While support for gun control is strong across all major demographic groups, a gender gap persists on this issue. Women favor controlling gun ownership over protecting the rights of gun owners by an overwhelming 73%-to-22% margin. On balance, men share this view, though by a narrower margin — 59%-36%. The partisan divide is even more pronounced. A 77% majority of Democrats back gun control, compared to a bare majority (55%) of Republicans.

Voters are less inclined this year than last to punish members of Congress who oppose gun control. In July 1999, fully 55% said a member of Congress who voted against gun control should not be reelected, while 35% said such a member would deserve reelection. Today the voting public is much more evenly divided: 41% say members who oppose gun control should not be returned to office vs. 44% who say they should be reelected. The shift in opinion has been particularly sharp among women and Democrats.

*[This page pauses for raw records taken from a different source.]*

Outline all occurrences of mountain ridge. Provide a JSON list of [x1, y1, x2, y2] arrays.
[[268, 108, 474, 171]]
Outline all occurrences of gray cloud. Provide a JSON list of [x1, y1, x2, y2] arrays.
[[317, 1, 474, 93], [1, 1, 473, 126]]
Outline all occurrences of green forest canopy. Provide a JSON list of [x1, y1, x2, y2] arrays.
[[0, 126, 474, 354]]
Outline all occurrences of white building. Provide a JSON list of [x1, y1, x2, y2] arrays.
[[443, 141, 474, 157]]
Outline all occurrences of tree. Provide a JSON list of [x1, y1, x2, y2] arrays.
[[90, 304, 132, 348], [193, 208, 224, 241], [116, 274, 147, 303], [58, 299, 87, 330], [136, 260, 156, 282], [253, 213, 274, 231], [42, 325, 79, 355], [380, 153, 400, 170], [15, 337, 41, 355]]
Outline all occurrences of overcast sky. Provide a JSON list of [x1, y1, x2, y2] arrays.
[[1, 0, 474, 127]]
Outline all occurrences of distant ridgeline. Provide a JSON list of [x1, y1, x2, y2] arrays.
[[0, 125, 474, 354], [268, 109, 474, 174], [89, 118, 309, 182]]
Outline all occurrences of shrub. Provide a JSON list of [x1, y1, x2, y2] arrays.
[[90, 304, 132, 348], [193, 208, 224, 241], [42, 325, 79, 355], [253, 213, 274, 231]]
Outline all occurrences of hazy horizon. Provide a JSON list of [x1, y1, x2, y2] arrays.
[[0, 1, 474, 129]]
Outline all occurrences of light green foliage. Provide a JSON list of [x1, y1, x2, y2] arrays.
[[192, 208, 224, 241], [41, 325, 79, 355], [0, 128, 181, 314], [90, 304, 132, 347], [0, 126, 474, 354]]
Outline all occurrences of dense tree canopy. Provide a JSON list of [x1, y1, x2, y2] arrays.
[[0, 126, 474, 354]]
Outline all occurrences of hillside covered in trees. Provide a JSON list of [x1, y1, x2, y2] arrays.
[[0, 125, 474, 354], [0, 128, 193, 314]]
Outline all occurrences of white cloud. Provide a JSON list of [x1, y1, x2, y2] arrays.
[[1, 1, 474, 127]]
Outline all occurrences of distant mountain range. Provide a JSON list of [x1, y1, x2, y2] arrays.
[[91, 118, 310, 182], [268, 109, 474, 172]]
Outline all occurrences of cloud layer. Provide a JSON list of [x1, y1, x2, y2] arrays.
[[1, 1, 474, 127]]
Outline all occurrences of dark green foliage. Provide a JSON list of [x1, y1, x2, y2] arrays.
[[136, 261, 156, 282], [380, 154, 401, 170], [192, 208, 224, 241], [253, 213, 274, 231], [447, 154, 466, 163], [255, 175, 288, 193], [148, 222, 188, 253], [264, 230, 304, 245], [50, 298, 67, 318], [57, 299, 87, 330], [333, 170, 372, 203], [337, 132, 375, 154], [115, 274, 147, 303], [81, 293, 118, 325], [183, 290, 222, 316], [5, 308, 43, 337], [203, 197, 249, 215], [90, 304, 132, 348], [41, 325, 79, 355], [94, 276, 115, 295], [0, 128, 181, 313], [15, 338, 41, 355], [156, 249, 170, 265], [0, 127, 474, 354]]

The fact remains, however, that a vote in favor of gun control is a political plus for many members of Congress. Fully 60% of voters say that a lawmaker who backed gun control should be reelected, down slightly from the 69% who held this view last year. Only 25% say a member who has supported gun control shouldn’t be returned to office.

Heading into the 2000 elections, it is unclear at this point which political party — or presidential candidate — has the upper hand on the question of gun control. The Democrats maintain a slight edge, along with Al Gore. In a Pew survey released last month, 41% said the vice president could do a better job representing their views on gun control, 37% chose George W. Bush.

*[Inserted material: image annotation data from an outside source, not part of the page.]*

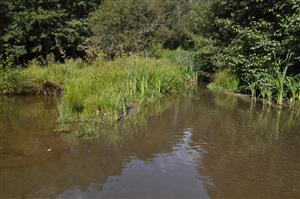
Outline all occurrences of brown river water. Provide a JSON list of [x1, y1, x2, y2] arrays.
[[0, 89, 300, 199]]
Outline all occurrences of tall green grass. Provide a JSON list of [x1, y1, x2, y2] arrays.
[[208, 71, 239, 92], [0, 56, 193, 123], [59, 57, 186, 121]]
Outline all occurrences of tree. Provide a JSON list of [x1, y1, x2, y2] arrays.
[[89, 0, 190, 57], [0, 0, 101, 64]]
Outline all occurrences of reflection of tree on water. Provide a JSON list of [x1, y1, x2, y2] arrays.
[[60, 130, 210, 198], [0, 95, 210, 197], [175, 90, 300, 198]]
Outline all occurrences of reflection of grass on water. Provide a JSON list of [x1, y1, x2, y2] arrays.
[[214, 92, 238, 108], [58, 96, 179, 144], [243, 99, 299, 153]]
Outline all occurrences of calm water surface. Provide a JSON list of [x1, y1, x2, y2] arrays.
[[0, 90, 300, 199]]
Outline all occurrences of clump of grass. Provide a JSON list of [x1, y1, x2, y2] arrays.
[[208, 71, 239, 92], [59, 54, 186, 121], [0, 52, 192, 127]]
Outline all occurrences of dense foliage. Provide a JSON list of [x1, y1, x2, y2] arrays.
[[90, 0, 191, 56], [0, 0, 101, 65]]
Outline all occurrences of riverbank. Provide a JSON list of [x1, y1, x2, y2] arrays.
[[0, 52, 197, 123]]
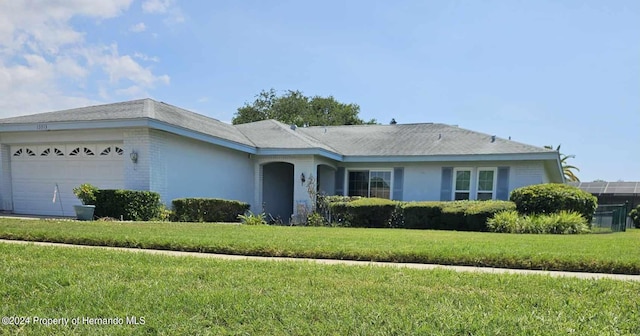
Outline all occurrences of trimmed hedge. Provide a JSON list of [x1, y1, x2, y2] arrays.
[[171, 198, 249, 222], [94, 189, 162, 221], [402, 201, 516, 231], [329, 198, 516, 231], [509, 183, 598, 223], [487, 210, 591, 234], [329, 198, 398, 228]]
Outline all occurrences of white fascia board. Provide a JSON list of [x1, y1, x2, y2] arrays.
[[0, 118, 256, 154], [149, 120, 257, 154], [0, 119, 148, 132], [256, 148, 343, 161], [342, 152, 556, 162]]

Opinion about the role of the National Rifle Association is largely unchanged in recent years. A plurality of Americans (42%) say the NRA has too much influence over gun control laws in this country, 17% say the organization has too little influence, and 28% say its influence is about right. Similarly, in December 1993, 45% said the NRA was too influential, 15% said it had too little influence and 27% thought it had about the right amount of influence over gun laws.

In a similar vein, the percentage of Americans who believe that more gun restrictions will help reduce violent crime in this country has not increased significantly in recent years. And the public places more faith in several other potential solutions. Roughly four-in-ten Americans (41%) say stricter gun control laws would reduce violent crime “a lot,” similar to the 39% who held this view in March 1994. More jobs and community programs for young people is a much more popular approach. Longer jail terms for violent criminals, as well as restrictions on the amount of violence shown on TV are endorsed by about half of the public (49% and 48%, respectively). Nearly as many (46%) say more police on the streets would help reduce violent crime.

Gonzalez Case Top Story

The long-running saga of Elian Gonzalez was once again the month’s top news story. Interest in this story has slipped slightly from January (39% following very closely) and February (37%), when it also led the monthly news indexes.

The stock market’s recent convulsions were closely followed by about one-in-five (19%) Americans. Surprisingly, interest in this story did not increase following the sharp declines April 14 in both the Dow Jones industrial average and the NASDAQ composite index. Those who were interviewed before the market plunge tuned in at about the same rate as those who were surveyed from April 14-16.

With the presidential primary season over, fewer Americans paid close attention to coverage of the campaign. Overall, about 18% say they followed election news very closely, down from 26% in both March and February. More Republicans (25%) showed strong interest than either Democrats (18%) or independents (13%).

The recent court ruling against the software company Microsoft failed to garner much attention. Just 13% say they paid very close attention to the judge’s decision in the high-profile case, about the same who followed progress of the antitrust trial in December 1999 (11%) and November 1998 (12%).